Families cope with delayed retirement and fallen home values

NATIONAL - When Ralph Aguayo and his wife Leah opened their retirement savings statement last fall, they couldn't believe their eyes.

"When I saw that statement in October, I was shocked, absolutely shocked, because I felt it was hard earned money. It was money that we had sacrificed," says Ralph.

Their accounts took a serious financial hit, a loss of $50,000.

"We came to a period where we had to make a decision to continue to invest in mutual funds or pull some out and put it into the money market to slow the bleeding.  That's what I chose to do," says Aguayo.

And the value of their Ben Lomond home has taken a dive.

Ralph says, "This was appraised at one time $750 to $800 thousand, and now no way.  It's plummeted, plummeted."

The Aguayos were hoping to retire from their ceramics teaching jobs in the next three to five years, but now they say they'll be raising their retirement glass in ten.

"I got mixed feelings about it. It's not like we don't like our jobs, first of all, but then there's the excitement about something new on the horizon and wanting to start that before you get too old, before you can't do other things," says Ralph.

Financial advisors like James Glass say for people who are close to retirement, you may have to work a little bit longer and be patient with your investments and your 401K savings.
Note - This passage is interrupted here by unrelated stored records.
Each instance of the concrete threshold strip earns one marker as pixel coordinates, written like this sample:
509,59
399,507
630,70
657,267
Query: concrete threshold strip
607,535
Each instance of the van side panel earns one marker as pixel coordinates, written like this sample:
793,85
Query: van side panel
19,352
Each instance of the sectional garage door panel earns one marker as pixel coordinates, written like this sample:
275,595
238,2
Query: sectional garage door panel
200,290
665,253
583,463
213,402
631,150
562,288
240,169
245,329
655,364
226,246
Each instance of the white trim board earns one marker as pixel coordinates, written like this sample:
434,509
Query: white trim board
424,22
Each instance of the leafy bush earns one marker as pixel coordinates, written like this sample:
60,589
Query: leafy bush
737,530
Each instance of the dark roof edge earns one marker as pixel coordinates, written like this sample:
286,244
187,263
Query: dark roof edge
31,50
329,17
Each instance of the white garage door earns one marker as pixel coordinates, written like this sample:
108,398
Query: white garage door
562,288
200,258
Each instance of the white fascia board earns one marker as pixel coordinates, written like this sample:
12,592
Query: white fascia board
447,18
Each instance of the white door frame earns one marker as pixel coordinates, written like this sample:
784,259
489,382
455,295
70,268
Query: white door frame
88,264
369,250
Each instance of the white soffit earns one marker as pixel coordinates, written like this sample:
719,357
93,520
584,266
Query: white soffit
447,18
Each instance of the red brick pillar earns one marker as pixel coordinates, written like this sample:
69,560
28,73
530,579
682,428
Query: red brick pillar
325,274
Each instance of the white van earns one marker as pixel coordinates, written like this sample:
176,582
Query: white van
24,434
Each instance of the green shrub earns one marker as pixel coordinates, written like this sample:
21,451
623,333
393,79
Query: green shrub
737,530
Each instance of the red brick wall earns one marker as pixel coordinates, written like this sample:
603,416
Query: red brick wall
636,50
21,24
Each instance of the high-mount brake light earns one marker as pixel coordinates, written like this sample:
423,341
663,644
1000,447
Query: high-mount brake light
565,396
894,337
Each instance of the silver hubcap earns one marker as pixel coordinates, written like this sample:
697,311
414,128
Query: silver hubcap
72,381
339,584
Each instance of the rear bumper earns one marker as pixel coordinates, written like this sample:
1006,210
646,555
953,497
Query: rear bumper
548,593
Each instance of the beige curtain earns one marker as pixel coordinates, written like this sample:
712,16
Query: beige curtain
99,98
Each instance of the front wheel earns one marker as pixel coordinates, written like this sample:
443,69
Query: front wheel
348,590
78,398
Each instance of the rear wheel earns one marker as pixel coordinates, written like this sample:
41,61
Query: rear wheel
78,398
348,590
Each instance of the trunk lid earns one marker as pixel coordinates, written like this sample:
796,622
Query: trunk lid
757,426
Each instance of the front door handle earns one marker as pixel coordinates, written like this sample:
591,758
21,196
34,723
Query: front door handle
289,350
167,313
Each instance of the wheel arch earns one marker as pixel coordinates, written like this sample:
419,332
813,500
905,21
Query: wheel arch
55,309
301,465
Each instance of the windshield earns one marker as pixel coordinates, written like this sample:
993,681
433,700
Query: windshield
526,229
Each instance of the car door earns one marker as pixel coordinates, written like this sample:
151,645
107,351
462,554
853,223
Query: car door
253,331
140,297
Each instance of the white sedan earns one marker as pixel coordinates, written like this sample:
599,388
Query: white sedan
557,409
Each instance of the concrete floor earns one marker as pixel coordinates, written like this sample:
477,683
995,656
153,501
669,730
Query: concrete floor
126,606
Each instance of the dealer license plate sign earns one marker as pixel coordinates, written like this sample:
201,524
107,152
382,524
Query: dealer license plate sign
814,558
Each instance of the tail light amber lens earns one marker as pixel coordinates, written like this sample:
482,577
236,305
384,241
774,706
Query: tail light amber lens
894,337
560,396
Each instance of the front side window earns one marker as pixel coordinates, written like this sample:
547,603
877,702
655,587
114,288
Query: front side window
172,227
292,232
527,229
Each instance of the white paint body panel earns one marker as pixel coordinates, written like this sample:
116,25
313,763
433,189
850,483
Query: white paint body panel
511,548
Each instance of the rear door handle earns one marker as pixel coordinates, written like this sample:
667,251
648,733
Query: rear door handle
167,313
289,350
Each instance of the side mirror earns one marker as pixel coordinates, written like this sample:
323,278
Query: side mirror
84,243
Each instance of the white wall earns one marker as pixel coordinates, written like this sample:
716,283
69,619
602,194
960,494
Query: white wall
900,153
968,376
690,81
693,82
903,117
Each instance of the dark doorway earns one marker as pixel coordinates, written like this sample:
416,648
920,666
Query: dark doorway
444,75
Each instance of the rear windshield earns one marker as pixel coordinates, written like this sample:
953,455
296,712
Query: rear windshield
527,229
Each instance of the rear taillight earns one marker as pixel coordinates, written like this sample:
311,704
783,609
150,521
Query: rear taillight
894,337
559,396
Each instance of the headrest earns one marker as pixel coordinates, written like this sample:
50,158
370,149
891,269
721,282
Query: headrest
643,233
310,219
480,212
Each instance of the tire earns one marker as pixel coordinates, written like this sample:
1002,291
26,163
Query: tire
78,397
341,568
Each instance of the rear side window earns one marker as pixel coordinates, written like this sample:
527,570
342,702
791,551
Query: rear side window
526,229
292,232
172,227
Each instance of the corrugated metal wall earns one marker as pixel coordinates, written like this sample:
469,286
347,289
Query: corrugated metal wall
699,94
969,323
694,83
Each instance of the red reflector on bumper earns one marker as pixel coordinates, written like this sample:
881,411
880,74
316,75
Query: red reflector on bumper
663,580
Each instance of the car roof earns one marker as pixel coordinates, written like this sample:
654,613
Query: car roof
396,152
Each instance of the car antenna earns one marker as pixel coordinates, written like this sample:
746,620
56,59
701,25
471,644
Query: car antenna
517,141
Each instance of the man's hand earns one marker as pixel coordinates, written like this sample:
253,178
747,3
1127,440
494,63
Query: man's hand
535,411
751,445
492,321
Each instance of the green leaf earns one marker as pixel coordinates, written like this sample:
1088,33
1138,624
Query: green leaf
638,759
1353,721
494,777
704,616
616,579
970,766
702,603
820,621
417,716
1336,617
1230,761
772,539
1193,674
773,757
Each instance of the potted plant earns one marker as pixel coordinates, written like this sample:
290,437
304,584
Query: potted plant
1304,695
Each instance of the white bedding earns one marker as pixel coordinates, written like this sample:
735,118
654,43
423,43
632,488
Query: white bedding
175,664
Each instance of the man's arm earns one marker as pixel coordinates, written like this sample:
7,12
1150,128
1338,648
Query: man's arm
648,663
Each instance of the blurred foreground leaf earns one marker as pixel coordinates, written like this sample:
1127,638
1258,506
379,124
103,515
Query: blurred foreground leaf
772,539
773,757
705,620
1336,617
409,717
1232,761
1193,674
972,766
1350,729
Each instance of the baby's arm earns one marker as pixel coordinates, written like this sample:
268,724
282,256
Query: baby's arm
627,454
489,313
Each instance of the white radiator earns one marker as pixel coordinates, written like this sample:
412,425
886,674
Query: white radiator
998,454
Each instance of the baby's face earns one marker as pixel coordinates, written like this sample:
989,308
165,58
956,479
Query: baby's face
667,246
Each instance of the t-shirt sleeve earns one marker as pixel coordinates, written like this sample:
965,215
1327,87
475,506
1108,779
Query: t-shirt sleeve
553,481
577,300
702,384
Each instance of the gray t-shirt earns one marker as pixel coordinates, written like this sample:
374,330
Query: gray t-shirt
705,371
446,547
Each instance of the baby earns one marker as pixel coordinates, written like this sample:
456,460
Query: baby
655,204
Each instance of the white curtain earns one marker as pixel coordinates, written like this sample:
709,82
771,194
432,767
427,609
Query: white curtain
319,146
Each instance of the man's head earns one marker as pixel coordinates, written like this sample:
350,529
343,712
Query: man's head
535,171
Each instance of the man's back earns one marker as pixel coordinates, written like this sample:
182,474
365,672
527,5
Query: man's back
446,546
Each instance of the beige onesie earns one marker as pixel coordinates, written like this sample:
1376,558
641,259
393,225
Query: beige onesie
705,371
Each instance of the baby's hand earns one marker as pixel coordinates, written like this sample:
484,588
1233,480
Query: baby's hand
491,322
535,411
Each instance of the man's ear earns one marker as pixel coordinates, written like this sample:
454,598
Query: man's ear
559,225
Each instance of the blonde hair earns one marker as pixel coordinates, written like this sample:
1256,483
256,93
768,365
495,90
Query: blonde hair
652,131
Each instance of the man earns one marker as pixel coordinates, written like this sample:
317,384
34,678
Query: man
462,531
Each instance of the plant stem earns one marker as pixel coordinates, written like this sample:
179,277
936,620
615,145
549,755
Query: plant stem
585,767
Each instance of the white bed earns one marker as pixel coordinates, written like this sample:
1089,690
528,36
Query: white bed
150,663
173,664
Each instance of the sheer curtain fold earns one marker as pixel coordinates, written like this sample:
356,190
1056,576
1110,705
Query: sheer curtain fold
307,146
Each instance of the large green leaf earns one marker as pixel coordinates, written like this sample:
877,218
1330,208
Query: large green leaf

"At age 55, I take you from a moderate portfolio to a moderately conservative portfolio, cause I don't know when the market is going to correct, but I want the contributions that you are putting in, I want to sustain those.  I want that value to remain," says Glass.

And for those under 40, start saving and be balanced.

"Put money into balanced investments.  You can afford to be aggressive because you have a lot of time on your side.  You have 30-35 years because you're 30 before you retire at age 60 or 65, you can afford to be aggressive," says Glass.

The Aguayos were hoping to retire and expand their salsa business, but that has also been put on hold as they re-evaluate their future.

Ralph says, "We've got to hold on right now, some pretty big accounts, but we just can't afford or we're all a little scared to put that money out to go for that dream."

Financial planners say the average 401K participant saves between 9 and 10 percent of their income.

But they say that number should be closer to 20 percent of your gross income, that way over time you will have a significant amount of money that you can use for your retirement.